The Lynx Group

Transplant Remains Best Upfront Treatment Option in Newly Diagnosed Myeloma

April 2016, Vol 7, No 3

The use of novel agents in multiple myeloma has led experts to question whether autologous stem-cell transplant (ASCT) is warranted upfront, or whether it can be used as effectively after patients relapse.

The results of the IFM/DFCI-2009 trial, which were presented at ASH 2015 by Michel Attal, MD, Institut Universitaire du Cancer de Toulouse-Oncopole, France, suggest that transplant is still preferred.

“In the era of new drugs, transplantation should remain a standard of care for young patients with de novo myeloma,” said Dr Attal.

In the second interim analysis of IFM/DFCI-2009, the patients who received a triplet therapy on diagnosis followed by ASCT achieved a significantly longer progression-free survival (PFS) than those who received a triplet therapy and underwent transplant if they relapsed.

IFM/DFCI-2009 was a prospective, randomized trial comparing ASCT to nontransplant in 700 previously untreated patients who were candidates for ASCT. The patients were randomly assigned to lenalidomide (Revlimid), bortezomib (Velcade), and dexamethasone (RVD) for 8 cycles with stem-cell mobilization but no immediate transplant, or to RVD plus ASCT. Patients in both arms received 1 year of maintenance therapy with lenalidomide.

At the time of the second interim analysis, the independent Data Safety and Monitoring Committee recommended stopping the trial based on the superiority of the transplant arm in multiple outcomes.

At most time points, more patients in the transplant arm achieved higher response rates and higher rates of very good partial response or better, which was true for all of the subgroups. Most important, at a median follow-up of 41 months, the PFS was significantly improved in the transplant arm (43 months) versus in the nontransplant arm (34 months), and the 4-year PFS rates were 47% and 35%, respectively (hazard ratio, 0.69; P <.001). All subgroups of interest had better outcomes after having ASCT.

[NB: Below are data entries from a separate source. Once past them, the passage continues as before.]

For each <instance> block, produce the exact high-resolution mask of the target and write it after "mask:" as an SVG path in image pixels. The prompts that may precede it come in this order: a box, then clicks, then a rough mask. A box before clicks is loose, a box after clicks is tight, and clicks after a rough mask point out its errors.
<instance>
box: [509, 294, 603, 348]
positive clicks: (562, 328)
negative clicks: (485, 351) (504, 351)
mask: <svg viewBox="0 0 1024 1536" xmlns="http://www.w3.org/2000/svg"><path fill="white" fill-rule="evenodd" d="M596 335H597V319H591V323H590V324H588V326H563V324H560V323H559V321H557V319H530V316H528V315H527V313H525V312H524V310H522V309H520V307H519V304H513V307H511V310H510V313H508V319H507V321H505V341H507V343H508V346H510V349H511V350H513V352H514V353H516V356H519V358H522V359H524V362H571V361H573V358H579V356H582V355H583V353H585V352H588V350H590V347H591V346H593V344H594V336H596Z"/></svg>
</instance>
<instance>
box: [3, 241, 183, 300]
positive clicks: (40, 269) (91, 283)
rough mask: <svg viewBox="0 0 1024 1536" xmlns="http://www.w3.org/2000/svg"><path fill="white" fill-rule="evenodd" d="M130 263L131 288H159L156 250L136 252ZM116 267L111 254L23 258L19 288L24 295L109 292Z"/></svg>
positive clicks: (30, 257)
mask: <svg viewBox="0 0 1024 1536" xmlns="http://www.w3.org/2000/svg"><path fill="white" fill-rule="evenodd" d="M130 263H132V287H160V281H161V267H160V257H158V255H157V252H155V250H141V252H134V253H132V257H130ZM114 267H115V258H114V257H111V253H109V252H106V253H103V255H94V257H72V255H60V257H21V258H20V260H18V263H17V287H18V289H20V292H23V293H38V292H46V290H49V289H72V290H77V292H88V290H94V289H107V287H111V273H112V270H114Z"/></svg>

The overall survival data were immature, and there are currently no differences between the arms; more than 80% of patients in each arm are alive at 4 years.

There is an ongoing US trial that has a similar design, but the patients in the trial are administered maintenance lenalidomide continuously until progression in both arms. The results of this trial remain crucial for determining whether the PFS benefit of transplant is maintained in a setting where maintenance treatment is continued, Dr Attal said.

The best news from this study is that “the shape of the survival curve is spectacular—83% at 4 years,” said S. Vincent Rajkumar, MD, Professor of Medicine, Mayo Clinic, Rochester, MN, who commented on the study. “That means we can continue to randomize patients to early versus late transplant, and we can continue to offer delayed transplant to standard-risk patients who prefer to delay it.”